Jenkins v. Thomas

Annotate this Case

133 S.E.2d 694 (1963)

260 N.C. 768

John JENKINS v. Rose Lee THOMAS and Charlie Willis Thomas.

No. 167.

Supreme Court of North Carolina.

December 19, 1963.

Horace M. DuBose, III, and Donald E. Ramseur, Gastonia, for plaintiff appellant.

Hollowell & Stott, by Grady B. Stott, Gastonia, for defendant appellees.

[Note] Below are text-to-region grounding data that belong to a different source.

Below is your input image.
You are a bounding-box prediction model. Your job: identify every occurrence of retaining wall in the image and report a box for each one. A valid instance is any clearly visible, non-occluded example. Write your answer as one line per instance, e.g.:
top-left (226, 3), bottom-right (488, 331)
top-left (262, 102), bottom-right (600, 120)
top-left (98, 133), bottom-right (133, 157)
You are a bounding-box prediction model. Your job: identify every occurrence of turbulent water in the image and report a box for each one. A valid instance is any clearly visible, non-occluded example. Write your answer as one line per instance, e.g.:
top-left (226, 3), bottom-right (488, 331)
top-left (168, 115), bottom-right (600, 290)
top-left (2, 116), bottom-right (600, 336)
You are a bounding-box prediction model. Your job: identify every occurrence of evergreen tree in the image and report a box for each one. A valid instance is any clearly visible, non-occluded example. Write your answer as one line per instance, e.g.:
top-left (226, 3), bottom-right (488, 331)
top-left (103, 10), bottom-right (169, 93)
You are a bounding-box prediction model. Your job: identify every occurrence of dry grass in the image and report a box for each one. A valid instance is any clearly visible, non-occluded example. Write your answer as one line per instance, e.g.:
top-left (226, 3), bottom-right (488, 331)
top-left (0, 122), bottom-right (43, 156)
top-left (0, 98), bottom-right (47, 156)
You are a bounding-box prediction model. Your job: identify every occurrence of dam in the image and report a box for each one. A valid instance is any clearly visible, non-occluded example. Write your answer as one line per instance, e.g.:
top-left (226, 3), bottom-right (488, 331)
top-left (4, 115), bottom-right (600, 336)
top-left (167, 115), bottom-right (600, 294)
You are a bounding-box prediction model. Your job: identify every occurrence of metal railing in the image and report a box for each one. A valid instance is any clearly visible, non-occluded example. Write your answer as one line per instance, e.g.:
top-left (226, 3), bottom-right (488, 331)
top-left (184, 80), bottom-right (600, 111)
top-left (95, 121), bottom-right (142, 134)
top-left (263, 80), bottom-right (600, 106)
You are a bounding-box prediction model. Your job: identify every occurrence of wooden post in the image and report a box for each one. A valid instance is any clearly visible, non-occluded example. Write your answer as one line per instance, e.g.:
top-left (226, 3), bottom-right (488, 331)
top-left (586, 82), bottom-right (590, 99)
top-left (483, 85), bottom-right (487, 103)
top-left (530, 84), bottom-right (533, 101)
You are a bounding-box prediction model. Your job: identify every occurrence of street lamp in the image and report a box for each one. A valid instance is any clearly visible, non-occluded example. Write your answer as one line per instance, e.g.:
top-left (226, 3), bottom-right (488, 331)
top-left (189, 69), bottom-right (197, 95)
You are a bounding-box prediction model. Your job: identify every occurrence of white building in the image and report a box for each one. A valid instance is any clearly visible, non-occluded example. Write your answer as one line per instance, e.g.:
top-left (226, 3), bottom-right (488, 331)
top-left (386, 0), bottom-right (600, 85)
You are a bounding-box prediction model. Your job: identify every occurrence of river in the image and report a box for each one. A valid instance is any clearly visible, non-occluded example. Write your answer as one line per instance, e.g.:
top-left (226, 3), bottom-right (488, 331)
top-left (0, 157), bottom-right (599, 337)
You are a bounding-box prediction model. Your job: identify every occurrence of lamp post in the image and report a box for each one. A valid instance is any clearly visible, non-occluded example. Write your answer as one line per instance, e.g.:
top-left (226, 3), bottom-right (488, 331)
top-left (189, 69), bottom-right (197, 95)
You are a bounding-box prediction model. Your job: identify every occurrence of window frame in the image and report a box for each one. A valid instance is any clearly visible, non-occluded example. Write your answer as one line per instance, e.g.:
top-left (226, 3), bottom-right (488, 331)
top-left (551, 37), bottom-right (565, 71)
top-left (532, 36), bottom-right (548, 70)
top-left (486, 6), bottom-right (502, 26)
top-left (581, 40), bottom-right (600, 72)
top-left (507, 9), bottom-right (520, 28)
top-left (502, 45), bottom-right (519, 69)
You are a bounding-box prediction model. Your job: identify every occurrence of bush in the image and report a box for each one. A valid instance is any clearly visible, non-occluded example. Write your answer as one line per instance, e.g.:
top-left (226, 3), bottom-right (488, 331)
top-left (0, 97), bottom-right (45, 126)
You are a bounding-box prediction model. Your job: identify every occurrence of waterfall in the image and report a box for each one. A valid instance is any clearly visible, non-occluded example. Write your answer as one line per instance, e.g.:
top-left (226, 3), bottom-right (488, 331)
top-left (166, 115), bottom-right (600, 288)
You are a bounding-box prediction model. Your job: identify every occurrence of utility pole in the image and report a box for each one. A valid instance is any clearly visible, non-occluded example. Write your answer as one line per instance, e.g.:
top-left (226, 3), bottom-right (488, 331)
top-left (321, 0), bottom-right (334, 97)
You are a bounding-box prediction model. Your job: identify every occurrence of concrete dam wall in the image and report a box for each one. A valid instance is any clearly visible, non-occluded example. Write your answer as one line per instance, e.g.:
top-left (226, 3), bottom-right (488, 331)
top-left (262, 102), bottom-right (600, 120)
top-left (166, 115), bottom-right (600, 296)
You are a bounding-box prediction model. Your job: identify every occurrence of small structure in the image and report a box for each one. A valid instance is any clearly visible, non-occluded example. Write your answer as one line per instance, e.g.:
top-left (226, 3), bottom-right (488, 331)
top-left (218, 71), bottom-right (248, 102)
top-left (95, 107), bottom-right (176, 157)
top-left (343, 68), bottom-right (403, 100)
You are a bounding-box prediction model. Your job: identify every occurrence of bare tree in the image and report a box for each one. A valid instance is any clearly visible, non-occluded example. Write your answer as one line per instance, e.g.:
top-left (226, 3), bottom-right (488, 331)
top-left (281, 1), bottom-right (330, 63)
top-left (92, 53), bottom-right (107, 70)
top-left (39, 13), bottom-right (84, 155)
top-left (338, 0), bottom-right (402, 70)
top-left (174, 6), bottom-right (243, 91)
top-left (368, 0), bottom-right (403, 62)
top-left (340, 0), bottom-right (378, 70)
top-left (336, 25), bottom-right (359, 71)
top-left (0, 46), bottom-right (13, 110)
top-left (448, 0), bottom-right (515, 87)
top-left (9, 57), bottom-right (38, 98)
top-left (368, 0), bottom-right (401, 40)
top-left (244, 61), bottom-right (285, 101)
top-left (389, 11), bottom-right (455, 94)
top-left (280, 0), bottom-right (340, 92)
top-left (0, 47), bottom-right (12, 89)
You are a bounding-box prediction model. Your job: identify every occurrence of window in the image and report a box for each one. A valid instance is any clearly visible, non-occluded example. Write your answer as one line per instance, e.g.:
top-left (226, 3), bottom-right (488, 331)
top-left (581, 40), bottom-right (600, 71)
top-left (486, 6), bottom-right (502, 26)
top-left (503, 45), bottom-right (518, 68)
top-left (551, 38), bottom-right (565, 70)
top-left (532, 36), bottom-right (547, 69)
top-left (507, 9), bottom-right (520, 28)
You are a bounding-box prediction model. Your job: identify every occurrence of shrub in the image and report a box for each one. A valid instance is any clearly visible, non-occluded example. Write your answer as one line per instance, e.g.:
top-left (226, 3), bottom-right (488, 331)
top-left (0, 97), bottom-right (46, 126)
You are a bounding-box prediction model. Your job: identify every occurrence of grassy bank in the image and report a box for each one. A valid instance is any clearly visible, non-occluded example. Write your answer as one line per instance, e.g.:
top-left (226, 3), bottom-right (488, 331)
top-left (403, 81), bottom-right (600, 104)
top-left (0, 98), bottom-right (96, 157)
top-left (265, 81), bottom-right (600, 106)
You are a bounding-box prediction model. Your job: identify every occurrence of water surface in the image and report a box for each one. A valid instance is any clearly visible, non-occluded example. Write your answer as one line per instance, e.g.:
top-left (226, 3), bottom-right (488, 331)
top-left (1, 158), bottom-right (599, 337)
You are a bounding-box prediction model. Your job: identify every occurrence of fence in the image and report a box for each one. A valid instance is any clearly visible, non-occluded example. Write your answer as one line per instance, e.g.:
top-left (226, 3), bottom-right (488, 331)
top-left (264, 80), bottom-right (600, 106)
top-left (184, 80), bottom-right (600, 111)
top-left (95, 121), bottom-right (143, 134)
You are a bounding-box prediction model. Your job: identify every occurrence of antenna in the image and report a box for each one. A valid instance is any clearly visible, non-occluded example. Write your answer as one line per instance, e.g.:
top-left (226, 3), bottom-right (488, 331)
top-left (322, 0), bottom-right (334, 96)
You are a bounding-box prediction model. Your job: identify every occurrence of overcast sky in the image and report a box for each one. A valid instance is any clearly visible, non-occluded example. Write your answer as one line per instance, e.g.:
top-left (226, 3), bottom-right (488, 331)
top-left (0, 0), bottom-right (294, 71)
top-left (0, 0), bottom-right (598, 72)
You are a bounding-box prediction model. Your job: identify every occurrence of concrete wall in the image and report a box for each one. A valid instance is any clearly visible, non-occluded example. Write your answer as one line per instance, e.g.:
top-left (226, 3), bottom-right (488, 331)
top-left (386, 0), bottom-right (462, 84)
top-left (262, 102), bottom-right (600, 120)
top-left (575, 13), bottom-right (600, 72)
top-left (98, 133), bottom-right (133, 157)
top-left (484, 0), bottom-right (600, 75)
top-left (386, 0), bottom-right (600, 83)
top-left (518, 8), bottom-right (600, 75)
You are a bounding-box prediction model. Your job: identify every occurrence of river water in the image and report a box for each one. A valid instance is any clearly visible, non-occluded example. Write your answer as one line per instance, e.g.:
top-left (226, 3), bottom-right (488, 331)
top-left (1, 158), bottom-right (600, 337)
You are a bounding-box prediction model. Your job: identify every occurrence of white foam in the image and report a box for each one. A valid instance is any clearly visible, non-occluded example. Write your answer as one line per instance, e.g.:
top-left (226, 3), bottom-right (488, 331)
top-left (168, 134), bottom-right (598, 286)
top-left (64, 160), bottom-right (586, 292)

Plaintiff's evidence is sufficient to establish these facts: The collision occurred about 9:00 p. m. when he was crossing Chester Street, US Highway 321, in Gastonia. Chester Street runs north and south. It is approximately forty-five feet wide, paved, with paved sidewalks on each side. Allison Street runs east and west. It intersects the eastern side line of Chester but does not cross that street. There are dirt walkways on each side of Allison. About one hundred feet south of the intersection of Chester and Allison is a dirt path frequently used by pedestrians in going from Chester to Boyce Street which is west of and parallel to Chester. Plaintiff walked westwardly along Allison until he came to Chester. He then turned on Chester until he came to a "No Parking" sign near the southeast corner of the intersection of Chester and Allison. There he turned southwestwardly to cross Chester, intending to follow the path to Boyce Street. Before leaving the sidewalk, he looked. He saw no motor vehicle going south, but did see a vehicle going north. It was traveling forty to forty-five m. p. h. He waited for that vehicle to pass. He then stepped in the street, crossing it diagonally in a southwestwardly direction, intending to enter the path. He was struck by defendants' vehicle when about three or four steps from the western curb of Chester Street and one hundred feet or thereabout south of the intersection. Defendants were traveling south at a speed of twenty-five m. p. h. The maximum speed limit at the point where plaintiff was injured was 35 m. p. h. The highway was straight in each direction for three hundred yards or thereabouts. Defendants, going south, were going uphill. (The grade is not disclosed.) Plaintiff saw the bright lights of defendants' vehicle just a flash of an eye before he was struck.

Where Chester and Allison join is, by statutory definition, an intersection. G.S. § 20-38(l). Even though there was *696 no marked crosswalk at that point, a pedestrian crossing there had the right of way over a motorist traversing the intersection. G.S. § 20-174(a). Plaintiff elected not to cross at a point where he had the right of way, but elected to cross at a point where the motorist had the right of way. Defendants, having the right of way, had the right to assume, until put on notice to the contrary, that the pedestrian would obey the law and yield the right of way. The mere fact that the pedestrian is oblivious to danger does not impose a duty on the motorist to yield the right of way. That duty arises when, and only when, the motorist sees, or in the exercise of reasonable care should see, that the pedestrian is not aware of the approaching danger and for that reason will continue to expose himself to peril. Rosser, Admr. v. Smith, N.C., 133 S.E.2d 499; Griffin v. Pancoast, 257 N.C. 52, 125 S.E.2d 310; Garmon v. Thomas, 241 N.C. 412, 85 S.E.2d 589.

Plaintiff failed to carry the burden of showing negligence imposing liability on defendants.